When a fixed amount is divided into small units then we call it shares. A share is one unit of ownership of company. The persons, who invest the money in company’s capital, are called shareholders. For example a company wants to start its business with a capital of Rs.10 lacs. This 10 lacs are divided in one lac units. It means the price of one unit will be Rs.10. This particular unit will be called as one share. Shares may be classified in to following parts:-

Equity Shares:– The equity share is that share where the dividend is paid only when profits are left after paying preference dividend. Equity shareholders have voting rights. The payment of Equity shares is made only when the payment of preference share is completely made. Equity shares are redeemed only at the time of closure or liquidation of the company.

Preference shares:– The law defines preference shares as those which have a preferential right:-

  1. as to payment of dividend at a fixed rate during the lifetime of company; and
  2. as to  return of capital on winding up of the company.

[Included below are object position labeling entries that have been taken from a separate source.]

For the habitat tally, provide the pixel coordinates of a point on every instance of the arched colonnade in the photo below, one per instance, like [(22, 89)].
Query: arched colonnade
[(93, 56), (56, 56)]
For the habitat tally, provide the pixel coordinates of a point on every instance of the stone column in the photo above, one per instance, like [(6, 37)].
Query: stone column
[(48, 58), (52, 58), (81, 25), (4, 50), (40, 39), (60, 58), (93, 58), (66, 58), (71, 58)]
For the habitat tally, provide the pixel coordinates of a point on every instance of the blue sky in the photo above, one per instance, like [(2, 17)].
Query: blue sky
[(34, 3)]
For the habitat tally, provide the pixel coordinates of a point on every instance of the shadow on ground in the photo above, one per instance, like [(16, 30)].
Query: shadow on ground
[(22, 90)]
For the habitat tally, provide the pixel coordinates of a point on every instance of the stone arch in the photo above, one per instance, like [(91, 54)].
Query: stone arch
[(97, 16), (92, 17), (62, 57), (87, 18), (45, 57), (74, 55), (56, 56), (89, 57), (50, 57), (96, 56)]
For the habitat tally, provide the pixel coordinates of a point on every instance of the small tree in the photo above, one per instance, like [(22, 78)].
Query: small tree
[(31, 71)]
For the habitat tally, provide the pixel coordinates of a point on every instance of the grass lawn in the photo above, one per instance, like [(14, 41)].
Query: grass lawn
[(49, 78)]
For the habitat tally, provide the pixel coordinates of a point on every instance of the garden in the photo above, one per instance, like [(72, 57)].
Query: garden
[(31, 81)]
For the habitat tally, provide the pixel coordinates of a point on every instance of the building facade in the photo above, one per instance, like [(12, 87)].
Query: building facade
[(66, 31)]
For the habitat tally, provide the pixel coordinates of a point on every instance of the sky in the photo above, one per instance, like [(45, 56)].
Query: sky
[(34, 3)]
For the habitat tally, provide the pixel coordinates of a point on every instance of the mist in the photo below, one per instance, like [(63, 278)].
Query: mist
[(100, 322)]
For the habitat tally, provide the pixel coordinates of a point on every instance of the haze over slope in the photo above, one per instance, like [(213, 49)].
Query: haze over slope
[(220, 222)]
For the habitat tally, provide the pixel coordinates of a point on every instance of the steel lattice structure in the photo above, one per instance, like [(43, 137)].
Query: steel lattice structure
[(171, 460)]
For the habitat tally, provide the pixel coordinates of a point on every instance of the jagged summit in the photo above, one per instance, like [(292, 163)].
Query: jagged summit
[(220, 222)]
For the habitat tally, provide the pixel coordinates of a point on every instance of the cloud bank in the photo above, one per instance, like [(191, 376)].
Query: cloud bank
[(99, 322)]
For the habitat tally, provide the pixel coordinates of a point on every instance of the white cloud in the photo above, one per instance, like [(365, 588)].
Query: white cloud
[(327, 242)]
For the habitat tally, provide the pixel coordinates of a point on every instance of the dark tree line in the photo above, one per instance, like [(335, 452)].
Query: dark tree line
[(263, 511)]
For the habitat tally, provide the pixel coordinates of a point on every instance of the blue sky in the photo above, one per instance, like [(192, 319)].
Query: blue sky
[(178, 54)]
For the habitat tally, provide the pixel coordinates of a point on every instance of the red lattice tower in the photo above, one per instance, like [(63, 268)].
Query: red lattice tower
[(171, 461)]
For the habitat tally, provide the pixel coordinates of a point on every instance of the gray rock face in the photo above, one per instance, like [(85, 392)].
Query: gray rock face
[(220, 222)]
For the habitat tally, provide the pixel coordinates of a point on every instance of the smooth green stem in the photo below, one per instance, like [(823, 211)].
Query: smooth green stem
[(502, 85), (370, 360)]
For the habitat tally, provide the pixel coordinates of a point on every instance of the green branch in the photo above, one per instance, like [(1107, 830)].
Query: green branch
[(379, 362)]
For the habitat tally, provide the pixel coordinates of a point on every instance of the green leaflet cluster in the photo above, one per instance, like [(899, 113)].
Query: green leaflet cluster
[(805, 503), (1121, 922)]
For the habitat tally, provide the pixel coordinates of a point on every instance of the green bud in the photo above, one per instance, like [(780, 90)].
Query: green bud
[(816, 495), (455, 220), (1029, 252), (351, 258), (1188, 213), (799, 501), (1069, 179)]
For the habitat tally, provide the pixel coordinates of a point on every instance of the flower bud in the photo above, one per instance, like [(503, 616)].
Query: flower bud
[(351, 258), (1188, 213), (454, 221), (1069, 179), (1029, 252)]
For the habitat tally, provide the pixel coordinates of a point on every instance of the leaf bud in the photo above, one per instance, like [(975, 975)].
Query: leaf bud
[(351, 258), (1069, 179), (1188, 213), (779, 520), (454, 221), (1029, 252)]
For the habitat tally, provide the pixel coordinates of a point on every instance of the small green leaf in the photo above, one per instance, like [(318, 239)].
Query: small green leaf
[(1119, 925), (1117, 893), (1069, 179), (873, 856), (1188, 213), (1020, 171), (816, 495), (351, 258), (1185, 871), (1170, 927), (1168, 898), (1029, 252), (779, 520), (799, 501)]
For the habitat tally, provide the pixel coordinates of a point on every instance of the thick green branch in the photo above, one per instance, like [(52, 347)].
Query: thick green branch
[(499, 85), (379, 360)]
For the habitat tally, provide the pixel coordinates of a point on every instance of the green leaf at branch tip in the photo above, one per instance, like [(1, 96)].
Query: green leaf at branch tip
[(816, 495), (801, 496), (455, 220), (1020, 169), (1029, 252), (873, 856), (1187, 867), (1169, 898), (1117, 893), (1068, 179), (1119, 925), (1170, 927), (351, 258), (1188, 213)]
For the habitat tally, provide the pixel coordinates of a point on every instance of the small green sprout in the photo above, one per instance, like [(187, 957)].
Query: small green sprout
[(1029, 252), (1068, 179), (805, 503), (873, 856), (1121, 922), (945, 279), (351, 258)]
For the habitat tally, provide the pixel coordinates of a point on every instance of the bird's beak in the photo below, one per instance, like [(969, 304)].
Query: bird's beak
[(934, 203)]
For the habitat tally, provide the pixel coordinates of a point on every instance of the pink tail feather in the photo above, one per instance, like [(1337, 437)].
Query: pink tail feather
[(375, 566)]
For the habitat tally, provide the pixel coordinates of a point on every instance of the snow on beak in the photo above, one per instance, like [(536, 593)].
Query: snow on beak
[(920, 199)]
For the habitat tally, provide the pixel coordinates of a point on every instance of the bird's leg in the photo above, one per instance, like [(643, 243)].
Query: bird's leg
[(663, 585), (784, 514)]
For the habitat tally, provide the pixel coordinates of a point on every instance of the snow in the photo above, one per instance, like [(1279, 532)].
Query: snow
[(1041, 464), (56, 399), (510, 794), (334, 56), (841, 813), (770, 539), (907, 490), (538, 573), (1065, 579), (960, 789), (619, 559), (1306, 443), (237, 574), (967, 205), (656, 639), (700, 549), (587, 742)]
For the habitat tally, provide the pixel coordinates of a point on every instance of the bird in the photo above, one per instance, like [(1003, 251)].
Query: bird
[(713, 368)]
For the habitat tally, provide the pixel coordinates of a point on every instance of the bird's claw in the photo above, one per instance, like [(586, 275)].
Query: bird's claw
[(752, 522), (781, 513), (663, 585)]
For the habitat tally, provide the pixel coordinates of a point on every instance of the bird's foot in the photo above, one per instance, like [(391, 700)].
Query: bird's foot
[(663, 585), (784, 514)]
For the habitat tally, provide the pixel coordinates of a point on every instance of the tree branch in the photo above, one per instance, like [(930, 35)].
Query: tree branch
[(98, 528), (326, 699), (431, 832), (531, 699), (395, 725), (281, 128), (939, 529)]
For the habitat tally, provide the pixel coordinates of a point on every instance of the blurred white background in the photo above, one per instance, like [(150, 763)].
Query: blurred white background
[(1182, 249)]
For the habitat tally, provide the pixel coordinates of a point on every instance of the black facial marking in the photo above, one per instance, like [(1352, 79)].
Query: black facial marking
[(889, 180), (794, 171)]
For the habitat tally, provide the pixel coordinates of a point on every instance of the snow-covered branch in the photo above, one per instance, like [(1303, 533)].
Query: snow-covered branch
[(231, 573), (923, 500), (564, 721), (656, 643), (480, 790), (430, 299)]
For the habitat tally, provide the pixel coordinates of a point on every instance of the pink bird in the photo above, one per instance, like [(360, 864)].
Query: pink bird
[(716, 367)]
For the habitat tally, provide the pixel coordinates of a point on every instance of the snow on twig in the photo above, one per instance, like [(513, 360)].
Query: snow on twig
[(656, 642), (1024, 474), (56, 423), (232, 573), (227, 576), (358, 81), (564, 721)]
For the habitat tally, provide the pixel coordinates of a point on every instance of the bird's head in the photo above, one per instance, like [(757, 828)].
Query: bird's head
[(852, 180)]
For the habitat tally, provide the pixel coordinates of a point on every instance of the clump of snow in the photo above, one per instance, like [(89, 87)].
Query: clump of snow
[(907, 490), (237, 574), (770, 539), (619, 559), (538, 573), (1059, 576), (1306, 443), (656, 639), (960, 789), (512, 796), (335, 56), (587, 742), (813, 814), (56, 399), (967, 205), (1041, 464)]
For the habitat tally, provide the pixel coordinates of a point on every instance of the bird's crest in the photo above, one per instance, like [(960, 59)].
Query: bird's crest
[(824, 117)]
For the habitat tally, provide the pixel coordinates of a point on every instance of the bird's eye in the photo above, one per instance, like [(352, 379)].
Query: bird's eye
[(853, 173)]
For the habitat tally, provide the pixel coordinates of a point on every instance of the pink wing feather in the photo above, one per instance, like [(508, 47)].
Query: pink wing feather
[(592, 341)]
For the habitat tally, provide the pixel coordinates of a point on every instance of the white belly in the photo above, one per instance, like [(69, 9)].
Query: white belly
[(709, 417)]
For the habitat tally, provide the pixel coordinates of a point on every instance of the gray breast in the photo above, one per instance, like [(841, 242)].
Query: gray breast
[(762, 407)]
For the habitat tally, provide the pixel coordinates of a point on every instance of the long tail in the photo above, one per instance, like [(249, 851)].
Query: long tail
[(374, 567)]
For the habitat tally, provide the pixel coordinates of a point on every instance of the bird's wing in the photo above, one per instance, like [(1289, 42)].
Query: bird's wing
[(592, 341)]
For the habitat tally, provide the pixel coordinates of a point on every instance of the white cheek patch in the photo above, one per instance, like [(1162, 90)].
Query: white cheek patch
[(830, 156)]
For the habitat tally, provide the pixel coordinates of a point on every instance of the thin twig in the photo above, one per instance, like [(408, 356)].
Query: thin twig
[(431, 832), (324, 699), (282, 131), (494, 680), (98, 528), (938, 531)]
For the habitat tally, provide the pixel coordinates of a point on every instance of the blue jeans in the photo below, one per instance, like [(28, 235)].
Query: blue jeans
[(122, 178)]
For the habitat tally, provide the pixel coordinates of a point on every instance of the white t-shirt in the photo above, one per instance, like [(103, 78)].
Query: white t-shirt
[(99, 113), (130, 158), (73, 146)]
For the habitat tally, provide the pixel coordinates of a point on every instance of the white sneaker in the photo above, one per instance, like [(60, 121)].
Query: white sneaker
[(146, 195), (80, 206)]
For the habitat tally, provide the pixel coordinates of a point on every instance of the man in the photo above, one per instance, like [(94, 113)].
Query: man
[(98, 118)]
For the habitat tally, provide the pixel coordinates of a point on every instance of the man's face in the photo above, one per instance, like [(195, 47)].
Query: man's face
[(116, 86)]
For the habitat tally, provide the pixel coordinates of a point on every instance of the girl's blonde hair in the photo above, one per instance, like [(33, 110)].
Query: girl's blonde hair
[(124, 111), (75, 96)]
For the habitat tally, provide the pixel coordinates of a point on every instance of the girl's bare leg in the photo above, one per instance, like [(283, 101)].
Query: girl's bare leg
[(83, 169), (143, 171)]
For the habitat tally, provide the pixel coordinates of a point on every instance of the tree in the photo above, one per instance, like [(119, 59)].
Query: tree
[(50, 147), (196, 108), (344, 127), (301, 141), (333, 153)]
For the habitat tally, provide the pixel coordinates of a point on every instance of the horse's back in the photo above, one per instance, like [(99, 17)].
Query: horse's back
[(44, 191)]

It may be remembered that preferential shareholders have only preferential right to get the dividend and not the right to get the dividend. Preferential shareholders have no voting rights except in certain circumstances as defined by the law. Preference shares can be classified in following categories:-

  1. Cumulative preference shares:- In this case the arrears of  dividend are paid before paying the dividend to the equity shareholders. If the company goes into liquidation, arrears of dividends are not payable unless they are declared or any provision is kept in articles of association of the company.
  2. Non-cumulative preference shares:- where the arrears of dividend do not accumulate. If no dividend is paid during a particular period, it lapses.
  3. Participating preference shares:- They have the right of sharing the profit after dividend to all shareholders.
  4. Non-participating preference shares:- The do not have any right to share the surplus of profit after the payment of dividend equity shareholders.
  5. Convertible preference shares:- These shares can be converted in equity shares.
  6. Non-convertible preference shares:- These shares can not be converted into equity shares.

No company can issue the preference shares unless they are redeemable during the life time of the company. The maximum period of redemption is 10 years.